Title kinda says it all.
Can the US president pick-up a phone and expect the president of Russia to answer? A literal direct line. No dialing needed. You pick up the phone and there is only one person on the other end who will answer.
Title kinda says it all.
Can the US president pick-up a phone and expect the president of Russia to answer? A literal direct line. No dialing needed. You pick up the phone and there is only one person on the other end who will answer.
There is a Moscow-Washington hotline. It’s not a phone, though; it’s more of an email system.
But whether there is an even more direct telephone line that links the White House straight to the Kremlin would probably be, I imagine, very secret and classified.
It’s hidden in the bust of Shakespeare.
As @Velocity’s link says, but I’ll say it here because too few people click on links, there never was a literal phone. Ever. It was a useful urban legend and a dandy device for fiction, though.
There was, however, a Teletype and later, fax machines.
That’s the point. Devices for better communication existed after the Cuban Missile Crisis. But the OP asked, “Can the US president pick-up a phone and expect the president of Russia to answer? A literal direct line. No dialing needed. You pick up the phone and there is only one person on the other end who will answer.” That answer is no. It came out of fiction, specifically the book that inspired Dr. Strangelove. The answer appears still to be no.
And, outside of fiction, the idea is kinda silly. Where would the phone be located? In movies it’s usually in the Oval Office, although it would be better suited for the Situation Room, but that’s a recent innovation. The Russian premier has an official office as well, but could be at any number of sites in a crisis. Besides, to my knowledge no modern U.S. president speaks Russian. A major reason for print communication was to avoid translation issues and provide a written, sharable record.

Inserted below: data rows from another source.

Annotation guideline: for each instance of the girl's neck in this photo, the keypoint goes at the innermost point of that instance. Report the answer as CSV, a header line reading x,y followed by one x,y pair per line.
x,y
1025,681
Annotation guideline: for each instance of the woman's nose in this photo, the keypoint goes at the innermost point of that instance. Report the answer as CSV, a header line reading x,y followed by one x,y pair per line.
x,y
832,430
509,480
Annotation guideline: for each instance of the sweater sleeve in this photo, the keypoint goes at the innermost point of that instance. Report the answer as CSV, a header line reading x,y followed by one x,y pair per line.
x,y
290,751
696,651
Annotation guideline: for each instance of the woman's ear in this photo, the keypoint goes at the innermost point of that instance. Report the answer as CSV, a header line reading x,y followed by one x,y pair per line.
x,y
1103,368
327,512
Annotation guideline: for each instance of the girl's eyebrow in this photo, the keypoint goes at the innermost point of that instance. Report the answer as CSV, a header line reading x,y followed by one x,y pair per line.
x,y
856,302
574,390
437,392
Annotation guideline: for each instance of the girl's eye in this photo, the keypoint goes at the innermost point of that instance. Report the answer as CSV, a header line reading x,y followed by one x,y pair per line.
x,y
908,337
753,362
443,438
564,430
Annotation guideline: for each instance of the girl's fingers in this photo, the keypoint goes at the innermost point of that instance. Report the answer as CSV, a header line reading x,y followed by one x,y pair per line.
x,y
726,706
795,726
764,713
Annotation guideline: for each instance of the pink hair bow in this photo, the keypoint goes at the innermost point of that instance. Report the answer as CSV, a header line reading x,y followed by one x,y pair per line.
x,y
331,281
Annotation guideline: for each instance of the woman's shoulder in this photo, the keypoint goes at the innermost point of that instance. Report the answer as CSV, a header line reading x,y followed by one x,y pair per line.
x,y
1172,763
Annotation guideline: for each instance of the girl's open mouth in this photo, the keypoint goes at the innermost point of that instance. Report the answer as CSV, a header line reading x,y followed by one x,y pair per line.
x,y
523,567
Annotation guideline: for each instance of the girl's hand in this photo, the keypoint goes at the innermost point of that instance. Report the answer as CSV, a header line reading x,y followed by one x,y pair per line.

Please don’t tell me there is not a Cone of Silence.
mmm
Relax, I can assure you that’s every bit as real as shoe phones.
Roald Dahl borrowed the idea in Charlie and the Great Glass Elevator, where the president also has a porcelain phone for direct-dialing the premier of China.
But it’s not unlikely that the Russian president would speak English; Putin does.
Doesn’t he usually use a translator in talks with presidents? I have no idea how perfect his command of English is. Wouldn’t he also feel that it would be a sign of inequality if he spoke the American president’s language?
Can Putin speak English?
Vladimir Putin can speak English, but while his ability to speak the language is reported to be good, he is not fluent and rarely uses it publicly.
The Kremlin’s spokesperson, Dmitry Peskov, said in 2021: “He practically understands English completely and sometimes even corrects the translators.”
Mr Peskov told how hsi boss speaks English at the sidelines of summits, but uses a translator “during negotiations and when he is conducting an official meeting”.
I, of course, do not believe anything a Kremlin spokesperson says until confirmed elsewhere.
Here is a video of him speaking English. His German is supposedly better which makes sense since he was stationed in East Germany for years.
There’s surely a lot of that, and for sure a leader would feel more comfortable about not missing out on important nuances in their own native language. Then again, you never know how much is going on behind closed doors in global politics, so I wouldn’t find it so unlikely that there could be an off-the-record call that two leaders arrange among each other tossing aside issues of protocol.